Tiba-tiba, Jean menunjuk ke pohon di depannya. "Oh, ada pohon apel. Kita bisa memetik beberapa."

Sasha dan Jean menyebrangi sungai dan mulai memetik beberapa apel.

"Apelnya belum begitu matang," kata Jean sambil mengigit apel yang baru dia petik. "Yang 

warnanya sangat merah tidak begitu banyak."

"Ambil secukupnya saja," kata Sasha sambil memetik sebuah apel.

Tak ada yang bicara selama keduanya memetik apel.
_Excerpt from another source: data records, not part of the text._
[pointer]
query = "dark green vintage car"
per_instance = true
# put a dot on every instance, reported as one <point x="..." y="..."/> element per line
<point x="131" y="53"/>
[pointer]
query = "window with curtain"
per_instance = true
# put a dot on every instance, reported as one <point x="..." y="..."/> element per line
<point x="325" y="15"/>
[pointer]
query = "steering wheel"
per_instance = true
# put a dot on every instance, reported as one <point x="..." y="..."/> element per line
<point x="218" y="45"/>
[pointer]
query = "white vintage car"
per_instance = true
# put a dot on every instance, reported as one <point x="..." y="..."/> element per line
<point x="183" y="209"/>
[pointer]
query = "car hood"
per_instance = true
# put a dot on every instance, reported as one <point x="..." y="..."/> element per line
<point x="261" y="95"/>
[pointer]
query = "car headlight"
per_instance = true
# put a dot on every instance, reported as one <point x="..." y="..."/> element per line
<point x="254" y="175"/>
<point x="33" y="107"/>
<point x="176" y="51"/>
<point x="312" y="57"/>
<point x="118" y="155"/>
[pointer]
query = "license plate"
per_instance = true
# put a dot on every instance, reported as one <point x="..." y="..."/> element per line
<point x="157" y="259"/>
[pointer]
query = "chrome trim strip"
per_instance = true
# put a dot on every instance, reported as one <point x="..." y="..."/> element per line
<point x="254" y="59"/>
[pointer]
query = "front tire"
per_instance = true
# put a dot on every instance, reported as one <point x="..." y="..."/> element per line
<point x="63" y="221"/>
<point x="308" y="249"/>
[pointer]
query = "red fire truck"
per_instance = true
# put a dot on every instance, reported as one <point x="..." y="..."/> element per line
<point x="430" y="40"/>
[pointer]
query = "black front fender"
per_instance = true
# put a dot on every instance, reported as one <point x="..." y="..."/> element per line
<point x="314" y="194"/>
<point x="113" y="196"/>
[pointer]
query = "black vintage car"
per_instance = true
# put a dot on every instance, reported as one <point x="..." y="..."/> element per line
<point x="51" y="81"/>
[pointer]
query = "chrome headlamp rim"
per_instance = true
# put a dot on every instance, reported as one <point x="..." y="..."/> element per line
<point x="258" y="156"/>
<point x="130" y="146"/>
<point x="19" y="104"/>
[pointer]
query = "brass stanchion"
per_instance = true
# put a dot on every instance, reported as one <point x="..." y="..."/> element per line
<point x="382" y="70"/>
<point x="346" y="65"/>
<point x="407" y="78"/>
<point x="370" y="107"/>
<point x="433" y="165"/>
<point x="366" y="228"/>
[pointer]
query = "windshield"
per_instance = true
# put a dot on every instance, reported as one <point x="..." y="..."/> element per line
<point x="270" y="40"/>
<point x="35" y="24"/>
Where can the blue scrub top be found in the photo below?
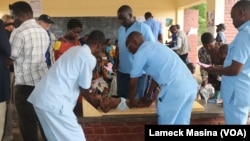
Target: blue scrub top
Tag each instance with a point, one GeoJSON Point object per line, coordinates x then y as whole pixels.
{"type": "Point", "coordinates": [164, 66]}
{"type": "Point", "coordinates": [236, 89]}
{"type": "Point", "coordinates": [125, 58]}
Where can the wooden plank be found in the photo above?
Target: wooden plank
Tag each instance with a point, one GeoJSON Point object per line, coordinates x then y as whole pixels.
{"type": "Point", "coordinates": [90, 111]}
Tak sampai lima menit, Sasha bersuara.

"Kau masih menyukai Mikasa, Jean?"

Kedua telinga Jean mendadak merah. "Apa maksudmu?!"

"Hanya bertanya," Sasha memasukkan sebuah apel ke tas makanannya. "Kulihat, akhir-akhir ini kau mulai tidak peduli padanya."

"Pertanyaanmu aneh," Jean berdeham dan kembali memetik apel. "Aku memperlakukan Mikasa dan kau dengan sama. Lagipula, tidak peduli bagaimana? Mikasa bukan orang yang suka diperhatikan. Dia sangat mandiri."

"Biasanya, setiap pagi kau selalu bertanya 'Apakah tidurmu nyenyak?' atau 'Kemana kau hari ini?' padanya. Sejak Mikasa dan Eren jaga malam bersama beberapa hari lalu, aku lihat kau tidak lagi menanyakan itu," kata Sasha.

Jean mendengus. "Sudahlah. Itu sudah tugas kita sebagai anggota Survey Corps."

Sasha tersenyum sambil memasukkan sebuah apel ke dalam tasnya. "Kelihatannya, kau sudah menerima kalau Mikasa memang dilahirkan untuk Eren."

Jean menoleh ke arah Sasha dengan cepat. "Oi, oi... Kenapa kau bicara seperti ini tiba-tiba?"

Sasha bersandar pada pohon, tepat di samping Jean. "Aku bergosip dengan Connie tadi pagi. Connie melihat Mikasa menangis di bagian belakang markas di malam dia dan Eren berjaga bersama. Kelihatannya, mereka bertengkar."

Jean mengernyit. "Tadi pagi mereka bicara seperti biasa. Kau juga lihat, 'kan?"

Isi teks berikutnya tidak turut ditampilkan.